The former 'Dawson's Creek' beauty sparked rumours of the baby's sex during a shopping trip when she bought stacks of blue baby clothes.

A source is quoted in Britain's The Sun newspaper as saying: "Katie didn't even look at any of the clothes or toys for girls" The beautiful brunette shopped for boys baby clothes in top Los Angeles department store Neiman Marcus and exclusive boutique Le Petit Bateau. The source added: "Katie bought lots of outfits

"She was walking around the shops with her arms full of baby stuff"

Katie is expecting her first child with Tom in three months and the couple are planning to wed next October. The parents-to-be are currently in China where Tom is filming new movie 'Mission Impossible III'.

Thursday, December 01, 2005


Tom Cruise 'putting baby at risk'

'Mission Impossible' star Tom Cruise has been slammed for buying a sonogram machine for his pregnant fiancé Katie Holmes, with a warning from health experts that he's putting his unborn baby at risk.

According to IMDb.com, officials at the American College of Radiology (ACR) are concerned by Cruise's revelation that he bought the device to monitor his child's progress, and they're even warning him that he could be breaking the law if he does the scans himself.
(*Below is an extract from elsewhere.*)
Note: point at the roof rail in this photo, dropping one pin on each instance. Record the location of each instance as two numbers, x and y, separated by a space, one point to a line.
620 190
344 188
Dr. Carol M. Rumack of the ACR Ultrasound Commission said: "Untrained people, even if they have the financial means, should not buy, or be allowed to buy and operate, ultrasound machines which are, in fact, medical devices and should not be used without a medical indication.

"The ACR is concerned that Tom Cruise has been badly advised regarding the use and potential abuse of ultrasound.

"If it is not medically necessary, the use of ultrasound raises unnecessary physical risk to the foetus," she said.